Quello di Lauro però era stato un arrivederci. Un uomo della sua statura è riluttante al fallimento. Torna ad indossare le vesti del presidente perché sa, in fondo, che il club è una grancassa irrinunciabile. E, dunque, resta in sella per un tempo infinito: trentatré anni. Quattro diversi decenni. Fa in tempo a scivolare in B un paio di volte. Riesce a far brillare le pupille disincantate dei tifosi quando acquista dall’Atalanta il centravanti svedese Hanse Jeppson e Bruno Pesaola dalla Fiorentina.
Il suo Napoli non ingrana mai, ma Lauro resta un precursore in molti sensi. Come quando sobilla la stampa, indicando nell’allenatore Monzeglio la causa di tutti i mali calcistici del club. Ne esce fuori un gran battage fatto di bordate e contro bordate pubbliche. Una rissa verbale che anticipa di un pezzo un filone del giornalismo sportivo.
I suoi interessi esterni però premono molto di più sulle pareti della sua esistenza.
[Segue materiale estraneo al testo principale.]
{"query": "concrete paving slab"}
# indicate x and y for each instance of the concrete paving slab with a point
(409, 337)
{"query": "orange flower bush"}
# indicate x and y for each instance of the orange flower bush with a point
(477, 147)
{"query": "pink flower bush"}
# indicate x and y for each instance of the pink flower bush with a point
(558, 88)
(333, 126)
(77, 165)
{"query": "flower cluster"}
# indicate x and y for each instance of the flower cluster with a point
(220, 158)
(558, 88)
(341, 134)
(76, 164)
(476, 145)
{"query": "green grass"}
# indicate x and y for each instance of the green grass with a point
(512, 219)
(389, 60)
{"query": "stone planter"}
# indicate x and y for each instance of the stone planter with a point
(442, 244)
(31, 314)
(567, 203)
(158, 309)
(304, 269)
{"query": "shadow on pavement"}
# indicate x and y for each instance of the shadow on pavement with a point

Il Napoli è un gingillo da utilizzare per rastrellare voti. Un’estensione del suo smisurato ego. Però c’azzecca: diventa sindaco della città e subito lancia una campagna per censurare tutte quelle pellicole che ne parlano a sproposito. La gente lo ribattezza: ora è “Il Viceré”. Accresce gradualmente la sua influenza politica e viene pure eletto deputato, ma deve rinunciare per incompatibilità manifesta con la carica di primo cittadino. Ci riproverà, mai saturo, fondando un suo movimento, il partito monarchico popolare. Eletto.
Arguto, incline allo scontro, dotato di un temperamento indomabile: Achille Lauro è stato - anche -
il presidente del Napoli. La semantica è importante: utilitarismo conclamato, più che passione viscerale.Gli succederà Corrado Ferlaino e quella, sotto ogni punto di vista, sarà tutta un’altra navigazione.